Задыхаясь от стыда и обиды, она молчала.

Кто-то открыл дверь в сени, он не спеша выпустил ее, сказав:

— В воскресенье сваху пришлю…

И прислал.

Мать закрыла глаза, тяжело вздохнув.

— Мне не то надо знать, как люди жили, а как надо жить! — раздался в комнате недовольный голос Весовщикова.

— Вот именно! — поддержал его рыжий, вставая.

— Не согласен! — крикнул Федя.

Вспыхнул спор, засверкали слова, точно языки огня в костре. Мать не понимала, о чем кричат. Все лица загорелись румянцем возбуждения, но никто не злился, не говорил знакомых ей резких слов.

«Барышни стесняются!» — решила она.

Ей нравилось серьезное лицо Наташи, внимательно наблюдавшей за всеми, точно эти парни были детьми для нее.

— Подождите, товарищи! — вдруг сказала она. И все они замолчали, глядя на нее.

— Правы те, которые говорят — мы должны всё знать. Нам нужно зажечь себя самих светом разума, чтобы темные люди видели нас, нам нужно на все ответить честно и верно. Нужно знать всю правду, всю ложь…

Хохол слушал и качал головою в такт ее словам. Весовщиков, рыжий и приведенный Павлом фабричный стояли все трое тесной группой и почему-то не нравились матери.

Когда Наташа замолчала, встал Павел и спокойно спросил:

— Разве мы хотим быть только сытыми? Нет! — сам себе ответил он, твердо глядя в сторону троих. — Мы должны показать тем, кто сидит на наших шеях и закрывает нам глаза, что мы всё видим, — мы не глупы, не звери, не только есть хотим, — мы хотим жить, как достойно людей! Мы должны показать врагам, что наша каторжная жизнь, которую они нам навязали, не мешает нам сравняться с ними в уме и даже встать выше их!..

Мать слушала его, и в груди ее дрожала гордость — вот как он складно говорит!

— Сытых немало, честных нет! — говорил хохол. — Мы должны построить мостик через болото этой гниючей жизни к будущему царству доброты сердечной, вот наше дело, товарищи!

— Пришла пора драться, так некогда руки лечить! — глухо возразил Весовщиков.

Было уже за полночь, когда они стали расходиться. Первыми ушли Весовщиков и рыжий, это снова не понравилось матери.

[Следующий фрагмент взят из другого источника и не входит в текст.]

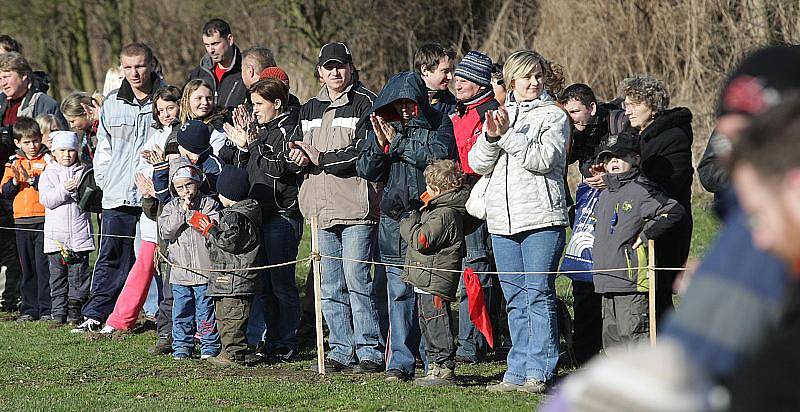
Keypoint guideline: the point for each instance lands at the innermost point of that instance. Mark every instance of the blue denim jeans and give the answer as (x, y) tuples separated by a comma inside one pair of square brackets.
[(280, 295), (405, 339), (348, 294), (193, 311), (471, 343), (531, 301)]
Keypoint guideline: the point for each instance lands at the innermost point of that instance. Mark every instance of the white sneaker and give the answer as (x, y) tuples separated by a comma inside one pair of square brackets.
[(89, 325)]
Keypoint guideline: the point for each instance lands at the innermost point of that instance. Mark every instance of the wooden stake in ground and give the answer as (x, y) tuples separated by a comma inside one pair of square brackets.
[(651, 288), (317, 295)]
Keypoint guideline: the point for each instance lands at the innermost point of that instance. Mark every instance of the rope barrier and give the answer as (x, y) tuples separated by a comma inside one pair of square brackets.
[(61, 231), (247, 269), (565, 272), (315, 256)]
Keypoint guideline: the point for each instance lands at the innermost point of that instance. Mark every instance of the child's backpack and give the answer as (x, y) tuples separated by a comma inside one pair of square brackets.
[(90, 197)]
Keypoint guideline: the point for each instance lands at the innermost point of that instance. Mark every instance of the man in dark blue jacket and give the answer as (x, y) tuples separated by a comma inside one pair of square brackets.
[(407, 134)]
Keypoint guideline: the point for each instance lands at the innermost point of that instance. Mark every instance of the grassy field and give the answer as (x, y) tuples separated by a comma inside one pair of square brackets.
[(46, 368)]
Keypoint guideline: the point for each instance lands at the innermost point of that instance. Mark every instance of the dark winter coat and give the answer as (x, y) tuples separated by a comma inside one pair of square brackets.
[(666, 150), (585, 142), (337, 128), (630, 208), (230, 91), (234, 243), (436, 239), (274, 183), (400, 165)]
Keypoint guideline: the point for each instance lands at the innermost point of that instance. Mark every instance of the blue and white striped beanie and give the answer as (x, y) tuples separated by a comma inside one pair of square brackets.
[(475, 67)]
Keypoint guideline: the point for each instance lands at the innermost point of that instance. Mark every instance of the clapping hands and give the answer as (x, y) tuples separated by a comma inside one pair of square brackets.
[(496, 123)]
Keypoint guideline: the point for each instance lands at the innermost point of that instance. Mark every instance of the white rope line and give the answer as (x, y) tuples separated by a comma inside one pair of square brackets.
[(313, 256), (247, 269), (62, 231), (565, 272)]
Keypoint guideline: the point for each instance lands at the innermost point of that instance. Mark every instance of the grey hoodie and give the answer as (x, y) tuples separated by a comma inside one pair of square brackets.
[(185, 245), (630, 207), (234, 243)]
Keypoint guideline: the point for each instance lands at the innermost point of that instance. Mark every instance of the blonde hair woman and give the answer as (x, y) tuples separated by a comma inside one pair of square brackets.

«Ишь заторопились!» — недружелюбно кланяясь им, подумала она.

— Вы проводите меня, Находка? — спросила Наташа.

— А как же! — ответил хохол.

Когда Наташа одевалась в кухне, мать сказала ей:

— Чулочки-то у вас тонки для такого времени! Уж вы позвольте, я вам шерстяные свяжу?

— Спасибо, Пелагея Ниловна! Они кусаются, шерстяные! — ответила Наташа, смеясь.

— А я вам такие, что не будут кусаться! — сказала Власова.

Наташа смотрела на нее, немного прищурив глаза, и этот пристальный взгляд сконфузил мать.

— Вы извините мою глупость, — я ведь от души! — тихо добавила она.

— Славная вы какая! — тоже негромко отозвалась Наташа, быстро пожав ее руку.

— Доброй ночи, ненько! — заглянув ей в глаза, сказал хохол, согнулся и вышел в сени вслед за Наташей.

Мать посмотрела на сына — он стоял у двери в комнату и улыбался.

— Ты что смеешься? — смущенно спросила она.

— Так, — весело!

— Конечно, я старая и глупая, но хорошее и я понимаю! — с легкой обидой заметила она.

— Вот и славно! — отозвался он. — Вы бы ложились, пора!..

— Сейчас лягу!

Она суетилась вокруг стола, убирая посуду, довольная, даже вспотев от приятного волнения, — она была рада, что все было так хорошо и мирно кончилось.

— Хорошо ты придумал, Павлуша! — говорила она. — Хохол очень милый! И барышня, — ах, какая умница! Кто такая?

— Учительница! — кратко ответил Павел, расхаживая по комнате.

— То-то — бедная! Одета плохо, — ах, как плохо! Долго ли простудиться? Родители-то где у ней?..

— В Москве! — сказал Павел и, остановись против матери, серьезно, негромко заговорил:

— Вот смотри: ее отец — богатый, торгует железом, имеет несколько домов. За то, что она пошла этой дорогой, он прогнал ее. Она воспитывалась в тепле, ее баловали всем, чего она хотела, а сейчас вот пойдет семь верст ночью, одна…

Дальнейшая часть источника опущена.